羊国は、この十二支大陸の衣食住の衣の生産を一挙にになっているので、発言権がとても強い。流行の最先端は、羊国だ。羊獣人は獣型をとった時に毛をかれるから、たくさんの毛皮が取れるのだ。猫獣人の特性はといえば……せいぜいまたたびに反応してしまうくらいのものである。

その後、会議が終わった時、僕は呼び止められた。
視線を向けるとシャーフ陛下が立っていた。

「ルクス殿下。もしよろしければ、もう数日滞在していってはどうだ? 羊国は、猫獣人自治区を国家として承認することを前向きに検討している。少し、話がしたいんだ」
「――!! ありがとうございます」

嬉しい申し出だったので僕は即答した。その時の僕は、後数日で発情期が来ることはすっかり忘れていた。忘れていたのだ……。

僕は羊国で、これまでに食べたことのないほどの美味しい料理を振舞われ、きたことのないほどの高級な衣類をあてがわれ、いたれりつくせりの日々を送り、毎夜ふかふかのベッドで眠った。そうして三日が経ち、五日が経ち、一週間が――……

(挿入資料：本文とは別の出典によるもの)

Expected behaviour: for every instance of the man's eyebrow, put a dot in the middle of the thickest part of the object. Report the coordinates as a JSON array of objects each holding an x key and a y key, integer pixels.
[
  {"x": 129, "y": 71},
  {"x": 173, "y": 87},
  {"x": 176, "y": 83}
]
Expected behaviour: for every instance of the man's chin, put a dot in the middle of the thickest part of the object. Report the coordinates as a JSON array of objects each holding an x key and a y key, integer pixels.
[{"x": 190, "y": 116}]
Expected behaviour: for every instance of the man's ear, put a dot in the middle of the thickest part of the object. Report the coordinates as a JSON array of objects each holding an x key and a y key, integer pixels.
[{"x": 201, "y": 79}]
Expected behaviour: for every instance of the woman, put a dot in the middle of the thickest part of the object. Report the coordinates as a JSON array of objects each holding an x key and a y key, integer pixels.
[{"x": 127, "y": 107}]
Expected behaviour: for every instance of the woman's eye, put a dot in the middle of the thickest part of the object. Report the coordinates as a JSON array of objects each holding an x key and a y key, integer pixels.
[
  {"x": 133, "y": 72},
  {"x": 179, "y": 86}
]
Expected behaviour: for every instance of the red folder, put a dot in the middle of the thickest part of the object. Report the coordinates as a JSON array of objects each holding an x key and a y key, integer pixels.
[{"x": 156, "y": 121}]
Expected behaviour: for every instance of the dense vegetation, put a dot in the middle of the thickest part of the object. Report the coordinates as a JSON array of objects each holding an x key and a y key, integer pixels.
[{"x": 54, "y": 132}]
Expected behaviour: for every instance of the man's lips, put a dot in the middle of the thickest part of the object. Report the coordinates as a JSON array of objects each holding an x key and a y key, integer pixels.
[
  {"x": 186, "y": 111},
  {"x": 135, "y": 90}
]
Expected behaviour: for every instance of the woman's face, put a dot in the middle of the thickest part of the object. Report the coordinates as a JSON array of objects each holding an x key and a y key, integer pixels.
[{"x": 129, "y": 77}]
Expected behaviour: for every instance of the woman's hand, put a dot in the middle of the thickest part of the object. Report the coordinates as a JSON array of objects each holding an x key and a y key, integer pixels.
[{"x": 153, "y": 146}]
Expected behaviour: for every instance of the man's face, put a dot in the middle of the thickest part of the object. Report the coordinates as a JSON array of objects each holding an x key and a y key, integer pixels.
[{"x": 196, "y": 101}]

「シャーフ陛下……あ、あの、僕そろそろ帰らないと……」
「何故だ?」

僕をギュッと抱きしめながら陛下が首をかしげた。
最近陛下は、逐一僕を抱きしめる。
なぜって……僕の発情期が始まってしまうからだ。発情期が始まっても他国にいていいのは、婚姻している場合に限る。そして僕とシャーフ陛下は夫婦じゃない。確かに猫獣人は男でも他種族でも子供を作れるけれども、そして子供なんかできなくてもこの大陸では同性婚が盛んだけれども(子供が生まれる数が多すぎるのだ)、僕は別にお嫁さんでもお婿さんでもないのだ。
だから、なんだかいうのが恥ずかしかったけれど、意を決して告げる。

「は、発情期が来るので」

実際もうきかかっている。ここ二日ほど、僕は次第に体に熱が溜まっていくのを実感していた。このままじゃ、せっかく友好関係を結べそうな羊国で、僕は発情した姿を見せてしまう。それだけは避けなければならない。

「構わない」
「――え?」
「俺は殿下に一目ぼれしてしまったんだ。話せば話すほど、性格も好きで、すべてが好きになっていく。どうかこの国にずっといてくれ」
「いえ、え?」
「俺の正妃になってほしいんだ。決して苦労はさせない」
「ま、待ってください……」
「猫獣人自治区の母君と姉君には、既に了承を得ている」
「え」
「あとは君の返事を待つだけだったんだ。ルクス――というよりも、悪いんだけどな、発情期を待たせてもらっていたんだ。どうしても帰らせたくなくてな」
「な」
「発情期に体を交わせばそれは婚姻と同義だ。少なくともこの羊国では」

僕はちょっと、何を言われているのか上手く分からなくて、頭部についた猫耳と、しっぽをふるわせてしまったのだった。